The phrase “crew members” is equally strategic. Airlines run on hierarchy, but “members” flattens the org chart just enough to sound collaborative without surrendering authority. “Getting to know” suggests intimacy without promising structural change: it’s about proximity, not necessarily power-sharing. In industries where frontline labor is heavily regulated, unionized, and chronically stressed, that distinction is the subtext. Listening can be sincere and still function as a pressure valve.
Contextually, this reads like founder-brand storytelling: the leader who walks the operation, chats on the ramp, learns names. It’s a culture signal aimed at two audiences. Internally, it frames morale and retention as something the top cares about. Externally, it reassures customers and investors that the company’s “service” isn’t just training modules; it’s relationships. The genius is how low-stakes it sounds. No manifesto, no promised revolution - just “I really like,” a sentence built to feel authentic while quietly defining what kind of company he wants to be seen running.
The phrase “crew members” is equally strategic. Airlines run on hierarchy, but “members” flattens the org chart just enough to sound collaborative without surrendering authority. “Getting to know” suggests intimacy without promising structural change: it’s about proximity, not necessarily power-sharing. In industries where frontline labor is heavily regulated, unionized, and chronically stressed, that distinction is the subtext. Listening can be sincere and still function as a pressure valve.
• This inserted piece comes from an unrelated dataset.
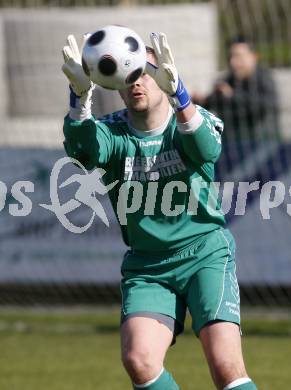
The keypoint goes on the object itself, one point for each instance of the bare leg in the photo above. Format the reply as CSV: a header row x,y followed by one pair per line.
x,y
144,343
221,342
Contextually, this reads like founder-brand storytelling: the leader who walks the operation, chats on the ramp, learns names. It’s a culture signal aimed at two audiences. Internally, it frames morale and retention as something the top cares about. Externally, it reassures customers and investors that the company’s “service” isn’t just training modules; it’s relationships. The genius is how low-stakes it sounds. No manifesto, no promised revolution - just “I really like,” a sentence built to feel authentic while quietly defining what kind of company he wants to be seen running.